I am sure some folks may not know what the heck makers are talking about when they say "relieved frame or liners". This pictures shows the ugly scratches that will occur on the visible part of the tang if this step is omitted
This is my quick and easy way of marking the inside of the frame were I have to remove about .008 to prevent the scratching of the tang
I use a rotary table in set up in my milling machine with a end mill , in this case 1/2 dia. Using this method will give me a mirror relief cut on both frame sides in a matter of minutes
The milled relief before removing the milling marks. No more scratched tangs!

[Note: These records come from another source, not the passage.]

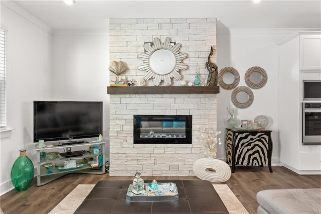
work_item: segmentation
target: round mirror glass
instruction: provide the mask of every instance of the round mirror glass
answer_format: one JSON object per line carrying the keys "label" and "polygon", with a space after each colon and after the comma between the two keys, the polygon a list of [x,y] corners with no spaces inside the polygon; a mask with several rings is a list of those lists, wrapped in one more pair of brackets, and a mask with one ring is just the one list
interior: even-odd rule
{"label": "round mirror glass", "polygon": [[231,84],[234,82],[234,80],[235,80],[235,77],[234,75],[230,72],[227,72],[224,73],[222,77],[223,81],[226,84]]}
{"label": "round mirror glass", "polygon": [[181,79],[180,71],[187,69],[187,65],[182,62],[187,57],[187,54],[180,53],[182,45],[173,45],[175,42],[171,42],[169,37],[167,37],[164,43],[158,38],[154,38],[153,41],[152,43],[145,43],[145,52],[137,55],[138,59],[143,61],[137,68],[145,70],[144,79],[148,80],[152,78],[154,85],[159,85],[161,81],[163,81],[164,86],[171,85],[172,79]]}
{"label": "round mirror glass", "polygon": [[266,72],[261,67],[254,66],[249,68],[244,76],[245,83],[251,88],[261,88],[267,81]]}
{"label": "round mirror glass", "polygon": [[246,86],[237,87],[232,91],[231,94],[232,102],[240,109],[245,109],[251,105],[254,98],[253,92]]}
{"label": "round mirror glass", "polygon": [[245,91],[240,91],[236,95],[237,101],[240,103],[245,103],[249,100],[249,95]]}
{"label": "round mirror glass", "polygon": [[169,50],[156,49],[150,54],[148,63],[155,73],[165,75],[174,70],[176,65],[176,58]]}
{"label": "round mirror glass", "polygon": [[220,87],[225,90],[235,88],[240,82],[239,72],[232,67],[225,67],[221,69],[217,78]]}
{"label": "round mirror glass", "polygon": [[250,75],[250,81],[254,84],[258,84],[262,81],[262,75],[258,72],[253,72]]}

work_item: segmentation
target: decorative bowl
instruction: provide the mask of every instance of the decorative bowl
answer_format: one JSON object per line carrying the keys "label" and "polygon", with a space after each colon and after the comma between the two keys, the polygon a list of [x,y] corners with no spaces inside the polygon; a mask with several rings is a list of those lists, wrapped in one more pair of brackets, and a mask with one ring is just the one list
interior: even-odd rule
{"label": "decorative bowl", "polygon": [[269,124],[269,120],[267,118],[263,115],[259,115],[254,118],[254,123],[256,124],[259,127],[265,128]]}
{"label": "decorative bowl", "polygon": [[53,172],[51,171],[54,166],[56,165],[56,163],[47,163],[42,165],[42,166],[46,168],[47,170],[47,174],[51,174]]}

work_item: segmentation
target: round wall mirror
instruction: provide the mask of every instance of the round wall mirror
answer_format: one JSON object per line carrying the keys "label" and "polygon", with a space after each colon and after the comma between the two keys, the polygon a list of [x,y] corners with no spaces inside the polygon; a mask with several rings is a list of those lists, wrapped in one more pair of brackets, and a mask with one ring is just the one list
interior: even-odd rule
{"label": "round wall mirror", "polygon": [[235,88],[231,94],[232,102],[239,109],[246,109],[251,105],[254,100],[253,92],[246,86]]}
{"label": "round wall mirror", "polygon": [[236,69],[226,67],[221,69],[218,79],[220,87],[225,90],[231,90],[240,82],[240,74]]}
{"label": "round wall mirror", "polygon": [[263,87],[267,82],[267,75],[263,68],[254,66],[250,68],[244,77],[245,83],[253,89],[259,89]]}
{"label": "round wall mirror", "polygon": [[227,72],[224,73],[222,77],[223,81],[228,85],[230,85],[235,81],[234,74],[230,72]]}
{"label": "round wall mirror", "polygon": [[149,67],[159,75],[171,73],[176,65],[176,58],[169,50],[160,48],[155,50],[149,56]]}
{"label": "round wall mirror", "polygon": [[163,43],[155,38],[153,42],[145,43],[145,52],[137,56],[143,60],[143,64],[137,67],[138,70],[145,70],[144,79],[147,80],[152,78],[155,85],[159,85],[162,80],[165,85],[171,85],[172,78],[181,79],[179,71],[187,69],[187,66],[182,62],[187,54],[180,53],[181,44],[173,45],[171,41],[167,37]]}
{"label": "round wall mirror", "polygon": [[262,81],[262,75],[260,73],[254,71],[250,75],[250,81],[253,84],[258,84]]}
{"label": "round wall mirror", "polygon": [[236,99],[240,103],[246,103],[249,100],[249,95],[245,91],[240,91],[236,95]]}

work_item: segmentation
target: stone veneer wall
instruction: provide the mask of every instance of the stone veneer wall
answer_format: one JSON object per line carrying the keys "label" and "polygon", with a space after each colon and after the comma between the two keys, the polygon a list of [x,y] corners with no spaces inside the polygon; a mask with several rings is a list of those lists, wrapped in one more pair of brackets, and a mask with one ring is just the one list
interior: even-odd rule
{"label": "stone veneer wall", "polygon": [[[216,129],[216,94],[111,94],[109,99],[109,175],[193,175],[193,163],[205,157],[198,128]],[[133,144],[135,114],[192,115],[193,143]]]}
{"label": "stone veneer wall", "polygon": [[[152,42],[155,37],[162,43],[166,37],[170,37],[172,41],[182,44],[180,52],[188,54],[183,62],[188,66],[187,70],[180,72],[182,80],[193,82],[198,71],[200,77],[206,81],[209,72],[205,63],[211,46],[216,49],[216,18],[109,20],[110,61],[126,63],[128,70],[121,75],[122,77],[138,80],[144,76],[146,72],[137,68],[142,64],[137,56],[144,52],[144,42]],[[216,62],[216,51],[211,59]],[[109,73],[109,79],[114,80],[115,75]],[[172,85],[180,85],[180,81],[175,79],[172,83]],[[153,85],[152,79],[147,84]]]}
{"label": "stone veneer wall", "polygon": [[[110,19],[110,61],[125,62],[128,70],[123,75],[138,80],[145,74],[137,68],[142,62],[137,56],[143,53],[144,42],[158,37],[164,42],[170,37],[182,44],[180,52],[188,54],[183,62],[188,68],[181,71],[182,79],[193,81],[198,71],[206,81],[205,62],[211,46],[216,47],[216,22],[215,18]],[[211,59],[216,62],[216,52]],[[114,79],[110,74],[110,79]],[[153,85],[151,79],[147,85]],[[180,81],[172,79],[172,85],[180,85]],[[216,129],[216,94],[110,94],[109,100],[109,175],[133,176],[137,171],[143,176],[193,175],[194,162],[205,156],[197,139],[198,128]],[[192,144],[133,144],[135,114],[192,115]]]}

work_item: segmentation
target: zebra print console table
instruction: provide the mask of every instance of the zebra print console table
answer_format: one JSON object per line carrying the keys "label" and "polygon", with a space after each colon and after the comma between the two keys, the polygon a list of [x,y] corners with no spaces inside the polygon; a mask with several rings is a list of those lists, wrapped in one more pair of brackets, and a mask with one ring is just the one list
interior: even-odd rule
{"label": "zebra print console table", "polygon": [[226,130],[226,162],[232,164],[232,172],[234,172],[237,165],[268,165],[270,172],[273,172],[271,166],[273,148],[271,131]]}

I am cutting the choil utilizing a fixture and grinder I made solely for this purpose. Overkill some would say, but I like it!
Now onto the fun stuff! I have the frame held down on my tooling plate, ready to mill everything that does not look like Arkansas Hunter bolsters! Here you can see the 3 stations I leave set up in my mill. Left to right. Relief cut station, bolsters/frame station, and finally on the far right is my station used for fly cutting nail pulls and long pulls
I like this shot as it shows that I did my part and ALL four corners of the bolsters match up with its mate, along with the relief cuts lining up
This shot shows my scribed lines for putting the bevels on the bolsters.
Last one for the night! This one shows the bevels ground in. Things are looking more and more like a Arkansas Hunter!